Project Euler 4 The Functional Way

Question

I'm learning Scala (and functional programming). Is there a better way to solve Euler problem 4 than either of these two solutions.

Euler 4

I like this array comprehension solution, but it wastes so much space.

def isPal(n: Int): Boolean = {
  val sN = n + ""
  sN == sN.reverse
}
def euler4Iter: Int = {
  var largestPal = 0
  for (i <- 100 to 1000; j <- i to 1000) {
    if (i * j > largestPal && isPal(i*j)) {
      largestPal = i*j
    }
  }
  largestPal
}
def euler4ArrayCompre: Int = {
  (for(i <- 100 to 1000; j <- i to 1000 if isPal(i*j)) yield i*j).max
}

Answer 1

Inefficiencies

Your iteration is wasteful for several reasons

1. You generate every product of two 3-digit numbers, which will not be reaped until the calculation is finished.
2. You start at the lowest end of a large range, when the desired result is clearly going to be near the top end.
3. You keep iterating after the largest number has been found
4. You are iterating over nearly twice as many results as you need to, because of duplicate products

Just to prove the final point:

scala> (for (i <- 100 to 999; j <- i to 999) yield (i * j)).size
res0: Int = 405450

(for (i <- 100 to 999; j <- i to 999) yield (i * j)).sorted.distinct.size
res1: Int = 227521

for (i <- 100 to 999; j <- i to 999 if i * j == 100000) yield (i, j)
res2: scala.collection.immutable.IndexedSeq[(Int, Int)] = Vector((125,800), (160,625), (200,500), (250,400))

Improvements

The first point can easily be addressed with iterators, since you only need to traverse each range once. As to the others...

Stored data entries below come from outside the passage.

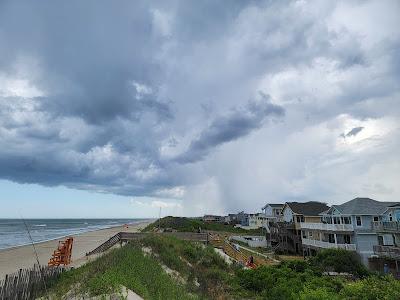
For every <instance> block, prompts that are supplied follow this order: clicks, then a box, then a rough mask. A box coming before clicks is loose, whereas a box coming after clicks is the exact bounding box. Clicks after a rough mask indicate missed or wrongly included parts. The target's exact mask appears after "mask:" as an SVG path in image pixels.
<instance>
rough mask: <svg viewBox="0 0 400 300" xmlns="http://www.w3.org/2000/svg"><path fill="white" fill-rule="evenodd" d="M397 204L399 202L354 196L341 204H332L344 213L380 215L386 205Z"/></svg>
mask: <svg viewBox="0 0 400 300" xmlns="http://www.w3.org/2000/svg"><path fill="white" fill-rule="evenodd" d="M393 205H399V203H393V202H382V201H376V200H374V199H370V198H354V199H353V200H350V201H347V202H345V203H343V204H341V205H333V206H332V207H334V208H335V209H337V210H338V211H339V212H340V213H342V214H344V215H380V214H382V213H384V212H385V210H386V209H387V208H388V206H393Z"/></svg>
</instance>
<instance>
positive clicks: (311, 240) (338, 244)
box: [302, 224, 356, 251]
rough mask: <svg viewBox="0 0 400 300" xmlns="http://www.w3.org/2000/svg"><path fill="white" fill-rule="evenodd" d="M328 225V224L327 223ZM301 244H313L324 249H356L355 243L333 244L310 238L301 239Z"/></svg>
mask: <svg viewBox="0 0 400 300" xmlns="http://www.w3.org/2000/svg"><path fill="white" fill-rule="evenodd" d="M329 225H330V224H329ZM302 243H303V245H307V246H314V247H317V248H324V249H329V248H333V249H345V250H349V251H356V245H355V244H334V243H329V242H323V241H318V240H311V239H304V238H303V239H302Z"/></svg>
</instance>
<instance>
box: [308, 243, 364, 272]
mask: <svg viewBox="0 0 400 300" xmlns="http://www.w3.org/2000/svg"><path fill="white" fill-rule="evenodd" d="M310 263H311V265H312V266H314V267H316V268H317V269H319V270H320V271H321V272H326V271H334V272H339V273H341V272H346V273H350V274H353V275H357V276H360V277H365V276H367V275H368V274H369V272H368V270H367V269H366V268H365V266H364V265H363V264H362V263H361V258H360V256H359V255H358V253H356V252H354V251H347V250H344V249H324V250H321V251H319V252H318V253H317V255H316V256H314V257H312V258H311V259H310Z"/></svg>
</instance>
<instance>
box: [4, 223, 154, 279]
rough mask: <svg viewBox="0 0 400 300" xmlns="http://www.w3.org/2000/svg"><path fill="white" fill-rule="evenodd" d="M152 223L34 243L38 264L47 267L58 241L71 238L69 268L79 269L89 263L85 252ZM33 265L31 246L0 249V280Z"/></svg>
mask: <svg viewBox="0 0 400 300" xmlns="http://www.w3.org/2000/svg"><path fill="white" fill-rule="evenodd" d="M153 222H154V220H148V221H145V220H144V221H139V222H138V223H133V224H130V225H128V228H126V227H125V226H124V225H117V226H113V227H109V228H104V229H98V230H92V231H86V232H83V233H78V234H71V235H65V236H62V237H59V238H55V239H51V240H49V241H41V242H37V243H34V245H35V248H36V253H37V255H38V257H39V262H40V264H41V265H47V262H48V261H49V259H50V257H51V256H52V254H53V252H54V250H56V248H57V246H58V241H59V240H62V239H64V238H65V237H67V236H72V237H73V238H74V243H73V248H72V261H71V264H70V265H69V266H71V267H79V266H80V265H82V264H84V263H86V262H87V261H89V258H88V257H86V253H87V252H89V251H91V250H93V249H94V248H96V247H97V246H99V245H101V244H102V243H104V242H105V241H106V240H108V239H109V238H110V237H112V236H113V235H115V234H117V233H118V232H138V231H139V230H141V229H143V228H144V227H146V226H147V225H148V224H150V223H153ZM34 264H36V254H35V252H34V250H33V247H32V244H28V245H23V246H15V247H12V248H5V249H0V280H2V279H4V277H5V275H6V274H11V273H14V272H17V271H18V270H19V269H25V268H31V267H32V266H33V265H34Z"/></svg>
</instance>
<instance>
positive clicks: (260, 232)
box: [143, 217, 262, 235]
mask: <svg viewBox="0 0 400 300" xmlns="http://www.w3.org/2000/svg"><path fill="white" fill-rule="evenodd" d="M159 225H160V226H161V228H171V229H175V230H177V231H180V232H197V231H198V230H199V229H201V230H203V231H204V230H208V231H219V232H227V233H235V234H245V235H262V231H261V229H250V230H245V229H242V228H235V227H234V225H231V224H222V223H207V222H203V221H202V220H199V219H192V218H184V217H164V218H161V220H160V222H159V221H155V222H154V223H151V224H149V225H147V226H146V227H145V228H144V230H143V231H152V230H154V229H155V228H157V227H158V226H159Z"/></svg>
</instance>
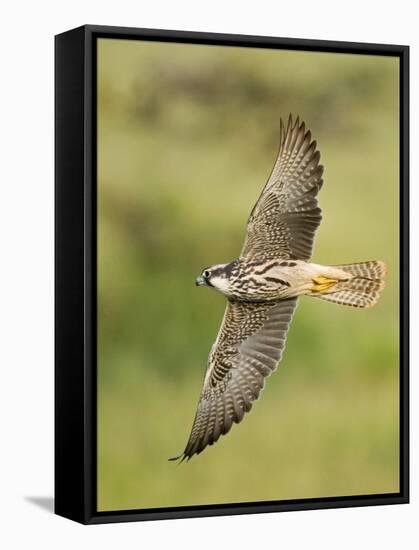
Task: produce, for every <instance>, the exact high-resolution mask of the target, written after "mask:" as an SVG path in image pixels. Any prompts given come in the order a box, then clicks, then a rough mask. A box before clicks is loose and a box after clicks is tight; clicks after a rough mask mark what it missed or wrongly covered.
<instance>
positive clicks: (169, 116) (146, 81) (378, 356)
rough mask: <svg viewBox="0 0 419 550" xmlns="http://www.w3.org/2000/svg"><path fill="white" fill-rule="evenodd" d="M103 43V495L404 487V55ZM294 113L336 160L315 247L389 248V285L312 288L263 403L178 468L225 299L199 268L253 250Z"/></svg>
mask: <svg viewBox="0 0 419 550" xmlns="http://www.w3.org/2000/svg"><path fill="white" fill-rule="evenodd" d="M99 44H100V45H99V52H98V74H99V80H98V182H99V201H98V223H99V238H98V273H99V275H98V277H99V279H98V291H99V323H98V329H99V331H98V357H99V360H98V361H99V362H98V371H99V372H98V376H99V378H98V383H99V388H98V424H99V426H98V428H99V434H98V437H99V439H98V475H99V479H98V503H99V509H102V510H107V509H127V508H137V507H140V508H141V507H157V506H176V505H191V504H203V503H208V502H214V503H217V502H236V501H252V500H268V499H276V500H278V499H289V498H303V497H315V496H329V495H349V494H363V493H380V492H393V491H397V490H398V278H397V272H398V239H399V235H398V217H397V216H398V130H397V128H398V79H397V76H398V66H397V60H396V59H394V58H389V57H372V56H356V55H339V54H323V53H307V52H291V51H272V50H257V49H238V48H230V47H228V48H227V47H226V48H223V47H212V46H195V45H194V46H192V45H180V44H163V43H146V42H134V41H132V42H131V41H120V40H100V41H99ZM289 112H292V113H294V114H299V115H300V116H301V117H302V118H303V119H304V120H305V121H306V122H307V125H308V127H309V128H310V129H311V131H312V132H313V136H314V137H315V139H316V140H317V141H318V143H319V147H320V151H321V154H322V162H323V163H324V164H325V176H324V179H325V185H324V187H323V189H322V191H321V195H320V203H321V206H322V208H323V213H324V219H323V222H322V225H321V227H320V230H319V231H318V237H317V241H316V248H315V253H314V258H313V259H314V261H316V262H318V263H342V262H350V261H360V260H365V259H375V258H377V259H378V258H380V259H383V260H384V261H386V263H387V265H388V268H389V275H388V280H387V286H386V289H385V292H384V293H383V296H382V299H381V300H380V303H379V304H378V306H377V307H376V308H374V309H372V310H366V311H356V310H352V309H345V308H343V307H338V306H334V305H332V304H327V303H325V302H321V301H320V300H310V299H308V298H303V299H302V300H301V301H300V304H299V307H298V309H297V312H296V315H295V317H294V320H293V323H292V327H291V330H290V333H289V337H288V344H287V350H286V352H285V355H284V359H283V361H282V363H281V365H280V368H279V369H278V372H277V373H276V374H275V375H274V376H272V377H271V378H270V379H269V381H268V383H267V387H266V389H265V391H264V395H263V399H261V400H260V401H259V402H258V403H257V404H256V405H255V406H254V411H253V412H252V414H250V415H249V416H248V417H247V418H246V420H245V421H244V422H243V424H241V425H240V426H235V427H234V428H233V430H232V432H231V433H230V434H229V435H228V436H227V437H226V438H221V440H220V441H219V442H218V443H217V445H216V446H214V448H210V449H208V450H206V451H205V452H204V453H203V454H202V455H200V456H199V457H196V458H194V459H193V460H192V461H191V462H190V463H188V464H186V465H185V464H183V465H182V466H180V467H176V466H175V465H173V463H169V462H167V458H168V457H169V456H173V455H174V454H178V453H179V452H181V450H182V449H183V447H184V445H185V443H186V439H187V437H188V435H189V429H190V426H191V423H192V420H193V415H194V413H195V406H196V402H197V399H198V395H199V392H200V389H201V382H202V378H203V374H204V369H205V364H206V359H207V355H208V352H209V350H210V347H211V344H212V342H213V340H214V339H215V336H216V334H217V330H218V327H219V324H220V321H221V318H222V314H223V309H224V307H225V300H224V299H223V297H222V296H219V295H217V294H216V293H214V292H211V291H209V290H207V289H202V288H201V289H197V288H195V287H194V278H195V277H196V276H197V275H198V274H199V273H200V271H201V270H202V268H204V267H205V266H207V265H211V264H213V263H219V262H225V261H229V260H231V259H233V258H235V257H237V255H238V254H239V252H240V249H241V245H242V241H243V238H244V230H245V224H246V219H247V216H248V214H249V212H250V209H251V207H252V206H253V204H254V202H255V201H256V199H257V197H258V195H259V193H260V191H261V188H262V186H263V184H264V182H265V181H266V179H267V177H268V175H269V173H270V170H271V167H272V165H273V162H274V159H275V155H276V152H277V143H278V138H279V117H280V116H283V117H287V116H288V113H289ZM268 464H269V466H270V467H269V468H267V467H266V466H267V465H268Z"/></svg>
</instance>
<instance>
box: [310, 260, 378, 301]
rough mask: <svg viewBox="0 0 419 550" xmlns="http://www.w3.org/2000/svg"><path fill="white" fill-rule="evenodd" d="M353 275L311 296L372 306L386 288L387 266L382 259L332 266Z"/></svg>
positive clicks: (336, 300) (323, 299) (340, 280)
mask: <svg viewBox="0 0 419 550" xmlns="http://www.w3.org/2000/svg"><path fill="white" fill-rule="evenodd" d="M331 267H334V268H338V269H341V270H343V271H345V272H346V273H348V274H349V275H351V276H352V277H351V278H350V279H347V280H340V281H338V282H336V283H335V284H333V285H332V286H330V287H329V288H327V289H326V290H325V291H323V292H316V293H314V292H313V293H312V294H311V296H315V297H316V298H321V299H322V300H327V301H328V302H334V303H335V304H342V305H345V306H352V307H361V308H365V307H372V306H374V305H375V304H376V303H377V301H378V298H379V296H380V292H381V290H382V289H383V288H384V277H385V275H386V266H385V264H384V262H381V261H370V262H360V263H357V264H342V265H336V266H331Z"/></svg>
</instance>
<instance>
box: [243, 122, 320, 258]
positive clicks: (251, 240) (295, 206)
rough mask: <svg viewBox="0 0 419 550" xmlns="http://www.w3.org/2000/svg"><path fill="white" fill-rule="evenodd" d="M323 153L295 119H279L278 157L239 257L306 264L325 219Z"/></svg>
mask: <svg viewBox="0 0 419 550" xmlns="http://www.w3.org/2000/svg"><path fill="white" fill-rule="evenodd" d="M319 160H320V153H319V151H317V150H316V142H315V141H311V133H310V132H309V131H306V129H305V124H304V122H302V123H301V124H300V122H299V118H298V117H297V120H296V121H295V123H293V121H292V118H291V115H290V116H289V119H288V124H287V128H286V130H284V124H283V122H282V119H281V132H280V146H279V153H278V158H277V160H276V162H275V166H274V168H273V170H272V173H271V175H270V177H269V180H268V181H267V183H266V185H265V187H264V189H263V191H262V194H261V195H260V197H259V200H258V201H257V203H256V204H255V206H254V208H253V210H252V212H251V214H250V217H249V220H248V223H247V234H246V240H245V243H244V246H243V249H242V252H241V257H242V258H245V257H249V258H252V259H270V258H278V257H281V258H292V259H300V260H308V259H310V257H311V251H312V248H313V241H314V233H315V231H316V229H317V227H318V226H319V224H320V221H321V210H320V208H319V207H318V205H317V199H316V195H317V193H318V191H319V189H320V188H321V186H322V184H323V180H322V174H323V167H322V166H321V165H319Z"/></svg>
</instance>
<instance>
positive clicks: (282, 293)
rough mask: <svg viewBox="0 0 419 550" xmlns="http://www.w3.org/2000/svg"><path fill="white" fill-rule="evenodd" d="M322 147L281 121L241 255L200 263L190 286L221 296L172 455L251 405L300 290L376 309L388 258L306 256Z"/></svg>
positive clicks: (315, 215) (199, 450)
mask: <svg viewBox="0 0 419 550" xmlns="http://www.w3.org/2000/svg"><path fill="white" fill-rule="evenodd" d="M319 160H320V153H319V151H318V150H317V144H316V142H315V141H312V139H311V133H310V131H309V130H306V127H305V124H304V122H301V123H300V120H299V117H297V119H296V120H295V121H293V119H292V117H291V115H290V116H289V118H288V123H287V125H286V127H285V125H284V123H283V121H282V119H281V122H280V145H279V153H278V157H277V159H276V162H275V165H274V167H273V170H272V173H271V175H270V177H269V179H268V181H267V183H266V185H265V187H264V188H263V190H262V193H261V195H260V197H259V199H258V201H257V202H256V204H255V206H254V207H253V210H252V211H251V213H250V217H249V219H248V222H247V232H246V238H245V242H244V245H243V249H242V251H241V253H240V256H239V257H238V258H237V259H235V260H233V261H232V262H230V263H227V264H217V265H213V266H210V267H207V268H205V269H204V270H203V271H202V274H201V276H200V277H198V278H197V279H196V285H198V286H201V285H202V286H207V287H210V288H213V289H214V290H217V291H218V292H221V294H223V295H224V296H225V297H226V298H227V307H226V310H225V313H224V318H223V321H222V323H221V327H220V330H219V333H218V336H217V338H216V340H215V343H214V345H213V346H212V349H211V352H210V354H209V358H208V363H207V369H206V372H205V377H204V383H203V387H202V391H201V394H200V397H199V402H198V408H197V411H196V415H195V420H194V423H193V426H192V431H191V434H190V437H189V440H188V442H187V444H186V447H185V450H184V451H183V453H182V454H181V455H179V456H177V457H174V458H171V459H170V460H178V459H181V461H183V460H184V459H185V458H186V459H188V460H189V459H190V458H191V457H192V456H193V455H194V454H199V453H201V452H202V451H203V450H204V449H205V448H206V447H207V446H208V445H212V444H213V443H215V442H216V441H218V439H219V437H220V436H221V435H225V434H226V433H228V432H229V431H230V429H231V427H232V425H233V423H239V422H241V420H242V419H243V417H244V415H245V413H247V412H249V411H250V409H251V408H252V405H253V402H254V401H255V400H256V399H258V397H259V395H260V392H261V390H262V389H263V387H264V383H265V378H266V377H268V376H269V375H270V374H271V373H272V372H273V371H274V370H275V369H276V368H277V366H278V363H279V361H280V360H281V358H282V354H283V351H284V347H285V340H286V336H287V332H288V328H289V325H290V322H291V319H292V316H293V313H294V310H295V307H296V305H297V301H298V298H299V296H302V295H306V296H313V297H315V298H321V299H322V300H327V301H329V302H334V303H336V304H343V305H347V306H353V307H356V308H366V307H371V306H373V305H374V304H375V303H376V302H377V300H378V297H379V293H380V291H381V290H382V288H383V286H384V281H383V278H384V276H385V264H384V263H383V262H381V261H367V262H360V263H352V264H342V265H319V264H315V263H311V262H310V258H311V252H312V247H313V241H314V234H315V232H316V229H317V227H318V226H319V225H320V221H321V210H320V208H319V207H318V203H317V198H316V197H317V193H318V192H319V190H320V189H321V187H322V184H323V179H322V174H323V166H321V165H320V164H319Z"/></svg>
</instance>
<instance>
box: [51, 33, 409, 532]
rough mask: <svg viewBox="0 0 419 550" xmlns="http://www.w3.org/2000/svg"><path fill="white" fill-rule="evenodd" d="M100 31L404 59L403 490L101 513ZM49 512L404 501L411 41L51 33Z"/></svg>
mask: <svg viewBox="0 0 419 550" xmlns="http://www.w3.org/2000/svg"><path fill="white" fill-rule="evenodd" d="M98 38H126V39H127V38H131V39H134V40H147V41H164V42H183V43H191V44H194V43H195V44H216V45H230V46H232V45H234V46H242V47H256V48H273V49H278V50H280V49H293V50H305V51H323V52H335V53H358V54H369V55H391V56H396V57H398V58H399V60H400V266H401V272H400V280H401V285H400V491H399V493H391V494H382V495H360V496H353V497H345V496H342V497H332V498H329V497H327V498H315V499H299V500H289V501H284V500H282V501H275V502H272V501H270V502H252V503H237V504H223V505H201V506H187V507H176V508H155V509H145V510H121V511H117V512H114V511H112V512H98V511H97V501H96V495H97V463H96V462H97V382H96V381H97V376H96V375H97V364H96V363H97V361H96V355H97V351H96V342H97V335H96V330H97V329H96V327H97V317H96V316H97V313H96V311H97V292H96V284H97V282H96V280H97V261H96V235H97V219H96V199H97V186H96V155H97V151H96V85H97V84H96V77H97V75H96V45H97V39H98ZM55 98H56V104H55V120H56V126H55V135H56V137H55V157H56V168H55V513H57V514H59V515H61V516H64V517H67V518H69V519H72V520H75V521H78V522H80V523H85V524H88V523H109V522H116V521H138V520H154V519H171V518H172V519H174V518H182V517H198V516H214V515H231V514H245V513H247V514H249V513H266V512H276V511H285V510H288V511H289V510H307V509H318V508H337V507H349V506H367V505H379V504H396V503H407V502H408V501H409V419H408V412H409V375H408V359H409V347H408V346H409V306H408V303H409V302H408V300H409V234H408V230H409V219H408V206H409V192H408V179H409V172H408V166H409V165H408V161H409V49H408V47H407V46H393V45H382V44H360V43H349V42H331V41H320V40H302V39H289V38H273V37H256V36H243V35H225V34H212V33H195V32H184V31H165V30H150V29H134V28H119V27H102V26H83V27H79V28H77V29H74V30H71V31H68V32H65V33H62V34H60V35H57V36H56V38H55Z"/></svg>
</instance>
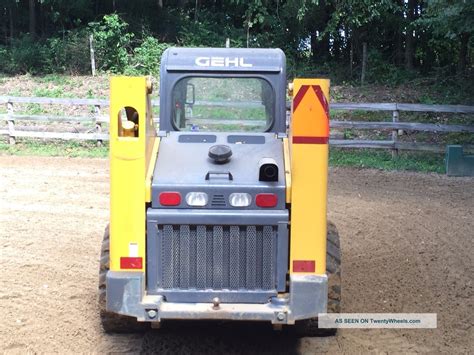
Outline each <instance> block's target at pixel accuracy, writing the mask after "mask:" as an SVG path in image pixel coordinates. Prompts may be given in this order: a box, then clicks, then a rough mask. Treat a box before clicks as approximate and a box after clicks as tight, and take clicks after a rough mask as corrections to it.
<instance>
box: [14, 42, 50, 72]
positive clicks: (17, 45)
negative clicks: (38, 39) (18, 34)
mask: <svg viewBox="0 0 474 355" xmlns="http://www.w3.org/2000/svg"><path fill="white" fill-rule="evenodd" d="M50 56H51V53H50V51H49V49H48V47H47V46H46V45H45V44H43V43H41V42H39V41H36V40H34V39H33V38H32V37H31V36H30V35H23V36H21V37H19V38H17V39H15V40H13V42H12V47H11V62H10V66H9V68H8V71H11V72H15V73H31V74H39V73H42V72H45V71H46V69H47V67H48V65H47V64H48V58H49V57H50Z"/></svg>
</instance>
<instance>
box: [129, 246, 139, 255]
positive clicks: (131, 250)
mask: <svg viewBox="0 0 474 355" xmlns="http://www.w3.org/2000/svg"><path fill="white" fill-rule="evenodd" d="M128 256H129V257H131V258H136V257H138V243H129V244H128Z"/></svg>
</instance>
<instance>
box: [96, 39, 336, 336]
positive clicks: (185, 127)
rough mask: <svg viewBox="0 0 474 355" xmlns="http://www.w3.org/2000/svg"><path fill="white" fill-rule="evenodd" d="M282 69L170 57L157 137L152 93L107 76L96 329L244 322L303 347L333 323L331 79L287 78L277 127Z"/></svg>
mask: <svg viewBox="0 0 474 355" xmlns="http://www.w3.org/2000/svg"><path fill="white" fill-rule="evenodd" d="M285 67H286V63H285V56H284V54H283V52H282V51H281V50H279V49H228V48H220V49H210V48H170V49H168V50H166V51H165V52H164V54H163V57H162V61H161V74H160V114H159V128H158V129H156V128H155V125H154V119H153V110H152V104H151V99H150V94H151V92H152V85H151V83H150V81H149V80H148V79H147V78H145V77H113V78H111V87H110V221H109V222H110V225H109V226H108V227H107V228H106V231H105V236H104V240H103V243H102V255H101V266H100V280H99V298H100V306H101V319H102V325H103V328H104V330H105V331H111V332H124V331H131V330H136V329H139V328H141V327H143V325H145V324H151V325H152V326H155V327H157V326H159V325H160V324H161V322H166V320H229V321H230V320H235V321H241V320H242V321H243V320H245V321H261V322H268V323H271V324H273V325H274V326H275V328H278V327H282V326H285V328H286V327H288V328H290V327H291V328H292V329H296V330H298V332H301V333H302V334H304V335H311V334H314V333H315V332H316V331H317V316H318V314H319V313H326V312H327V311H328V312H339V309H340V302H341V287H340V272H341V268H340V251H339V237H338V234H337V230H336V229H335V227H334V226H333V225H332V224H329V223H327V221H326V205H327V203H326V201H327V175H328V137H329V118H328V117H329V112H328V101H329V81H328V80H324V79H295V80H294V81H293V83H292V84H291V85H292V88H291V90H289V91H290V95H291V97H292V105H291V106H292V107H291V114H290V115H289V116H288V117H287V110H286V93H287V85H286V69H285Z"/></svg>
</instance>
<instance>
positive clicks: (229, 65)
mask: <svg viewBox="0 0 474 355" xmlns="http://www.w3.org/2000/svg"><path fill="white" fill-rule="evenodd" d="M195 63H196V65H199V66H200V67H242V68H250V67H253V64H251V63H245V58H242V57H233V58H230V57H197V58H196V60H195Z"/></svg>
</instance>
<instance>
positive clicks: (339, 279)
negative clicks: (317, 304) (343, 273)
mask: <svg viewBox="0 0 474 355" xmlns="http://www.w3.org/2000/svg"><path fill="white" fill-rule="evenodd" d="M326 240H327V251H326V271H327V274H328V313H340V312H341V246H340V239H339V233H338V231H337V228H336V226H335V225H334V224H333V223H331V222H328V225H327V238H326ZM293 327H294V330H295V331H296V333H297V335H298V336H332V335H335V334H336V332H337V329H336V328H334V329H328V328H318V318H311V319H305V320H301V321H297V322H296V324H295V325H294V326H293Z"/></svg>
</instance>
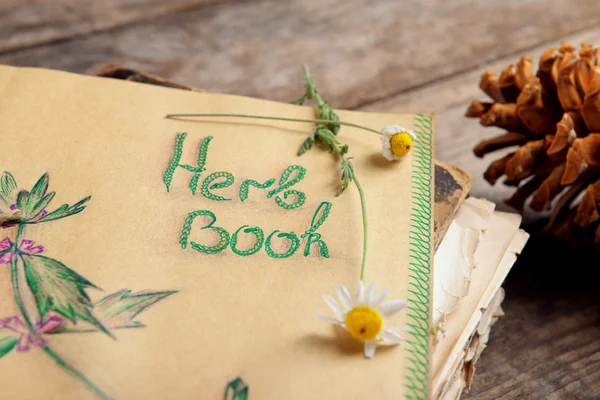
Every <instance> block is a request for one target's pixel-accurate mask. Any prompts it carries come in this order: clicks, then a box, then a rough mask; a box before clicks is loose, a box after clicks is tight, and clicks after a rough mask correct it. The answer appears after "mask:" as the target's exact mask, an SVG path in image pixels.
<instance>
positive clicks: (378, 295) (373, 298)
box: [369, 288, 390, 307]
mask: <svg viewBox="0 0 600 400" xmlns="http://www.w3.org/2000/svg"><path fill="white" fill-rule="evenodd" d="M389 291H390V290H389V289H388V288H385V289H383V290H382V291H381V292H379V293H378V294H376V295H375V296H373V297H371V303H370V304H369V306H371V307H377V306H379V305H380V304H381V302H382V301H383V299H384V298H385V296H387V294H388V292H389Z"/></svg>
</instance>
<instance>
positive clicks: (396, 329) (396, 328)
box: [385, 326, 411, 333]
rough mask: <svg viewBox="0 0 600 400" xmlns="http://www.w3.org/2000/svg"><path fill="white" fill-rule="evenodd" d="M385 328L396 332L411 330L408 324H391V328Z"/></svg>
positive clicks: (401, 331)
mask: <svg viewBox="0 0 600 400" xmlns="http://www.w3.org/2000/svg"><path fill="white" fill-rule="evenodd" d="M385 330H386V331H388V332H395V333H400V332H410V331H411V329H410V327H408V326H391V327H389V328H385Z"/></svg>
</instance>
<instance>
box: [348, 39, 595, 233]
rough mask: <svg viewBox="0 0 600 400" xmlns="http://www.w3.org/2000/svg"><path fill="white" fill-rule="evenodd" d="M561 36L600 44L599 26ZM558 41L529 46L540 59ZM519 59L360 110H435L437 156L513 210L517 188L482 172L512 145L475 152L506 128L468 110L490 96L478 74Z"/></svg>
mask: <svg viewBox="0 0 600 400" xmlns="http://www.w3.org/2000/svg"><path fill="white" fill-rule="evenodd" d="M562 40H564V41H567V42H570V43H575V44H577V43H581V42H590V43H600V28H593V29H589V30H586V31H584V32H580V33H577V34H574V35H570V36H565V37H563V38H562ZM559 44H560V43H559V42H549V43H544V44H542V45H540V46H536V47H534V48H532V49H529V51H528V52H527V53H528V54H531V55H532V56H533V57H534V59H536V60H537V57H538V56H539V55H540V54H541V53H542V51H543V50H544V49H546V48H547V47H550V46H557V45H559ZM523 54H524V53H523ZM519 58H520V55H510V56H507V57H503V58H501V59H499V60H496V61H495V62H493V63H491V64H489V65H487V66H486V67H481V68H478V69H473V70H469V71H466V72H465V73H463V74H459V75H457V76H453V77H451V78H448V79H444V80H441V81H438V82H434V83H432V84H429V85H425V86H423V87H422V88H419V89H418V90H415V91H410V92H407V93H401V94H399V95H397V96H394V97H390V98H387V99H384V100H382V101H378V102H375V103H372V104H369V105H366V106H363V107H360V108H359V109H360V110H362V111H377V112H415V111H423V110H425V111H430V110H434V111H436V123H437V129H436V141H437V143H438V145H437V146H436V159H438V160H441V161H444V162H447V163H450V164H453V165H458V166H460V167H461V168H462V169H464V170H465V172H467V173H468V174H469V175H470V176H471V179H472V181H473V186H472V189H471V195H472V196H475V197H485V198H487V199H489V200H492V201H494V202H495V203H497V204H498V209H500V210H505V211H513V212H514V210H512V209H510V208H509V207H508V206H506V205H505V204H504V199H506V198H508V197H509V196H510V195H511V194H512V193H513V192H514V188H512V187H506V186H503V185H502V184H501V183H498V184H496V185H495V186H490V184H489V183H488V182H486V181H485V180H484V179H483V172H484V171H485V169H486V168H487V167H488V165H489V163H490V162H491V161H492V160H495V159H497V158H500V157H502V156H503V155H505V154H507V153H508V152H510V149H507V150H503V151H498V152H495V153H493V154H490V155H487V156H486V157H485V158H483V159H481V158H477V157H475V156H474V155H473V151H472V149H473V147H475V145H476V144H477V143H478V142H479V141H480V140H482V139H484V138H489V137H492V136H495V135H498V134H499V133H501V132H503V131H502V130H501V129H496V128H484V127H482V126H480V125H479V122H478V121H477V120H475V119H467V118H465V117H464V113H465V111H466V109H467V106H468V104H469V103H470V101H471V100H472V99H475V98H477V99H486V96H485V94H483V92H481V90H479V77H480V75H481V73H482V72H483V71H484V68H491V69H493V70H495V71H496V72H497V73H498V74H499V73H500V71H501V70H502V69H503V68H505V67H506V66H508V65H509V64H511V63H516V62H517V61H518V60H519ZM545 215H546V214H539V213H534V212H532V211H530V210H528V209H526V210H525V215H524V217H525V220H524V222H525V224H528V223H530V222H533V221H535V220H537V219H539V218H540V217H541V216H545Z"/></svg>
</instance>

You could look for a way to start at the top of the range and work down, in such a way that each iteration tests the next lowest product of two 3-digitnumbers. If you could think of a way to do that recursively, you could safely return as soon as you found a palindromic number. But consider this:

1. There are only 999 6-digit palindromic numbers
2. It is trivial to generate a sequence of them in descending order
3. Testing a decreasing sequence of potential divisors, starting at 999, can be abandoned as soon as palindrome / divisor > 999
4. The search can stop as soon as palindrome % divisor == 0

As long as the target number is near the top of the range (which of course it will be), working backwards like this will involve much fewer operations, which makes this cheaper even with the higher cost of modulo division.

Here's a simple attempt:

def ps = for (i <- Iterator.from(9, -1) take 9;
              j <- Iterator.from(9, -1) take 10;
              k <- Iterator.from(9, -1) take 10;)
              yield (i + 10 * j + 100 * k + 1000 * k + 10000 * j + 100000 * i)

ps find {p =>
  Iterator.from(999, -1) take 900 takeWhile (p / _ < 1000) exists (p % _ == 0)
}

If you are not happy that this only looks at the 6-digit palindromes and worry that the highest palindrome might be in the 5-digit range, laziness means that it is cheap to append 5-digit palindromes to the 6-digit iterator:

// Lazily generate all 999 palindromic 6-digit numbers in reverse order
def ps6 = for ((i <- Iterator.from(9, -1) take 9;
                j <- Iterator.from(9, -1) take 10;
                k <- Iterator.from(9, -1) take 10)
              yield (i + 10 * j + 100 * k + 1000 * k + 10000 * j + 100000 * i)

// Even more lazy generation of the 5-digit palindromes
def ps5 = ps6 map (i => (i / 1000) * 100 + i % 100)

// Put them together.  Iterator ++ is lazy
def ps = (ps6 dropWhile (_ > 999 * 999)) ++ (ps5 takeWhile (_ > 9999))

There are ways to do this without modulo arithmetic and/or even fewer iterations. While my simple solution addresses the first 3 inefficiencies I listed, it is iterating rather more than is needed (mitigated significantly by working down from the top). Maybe you can improve on this from here.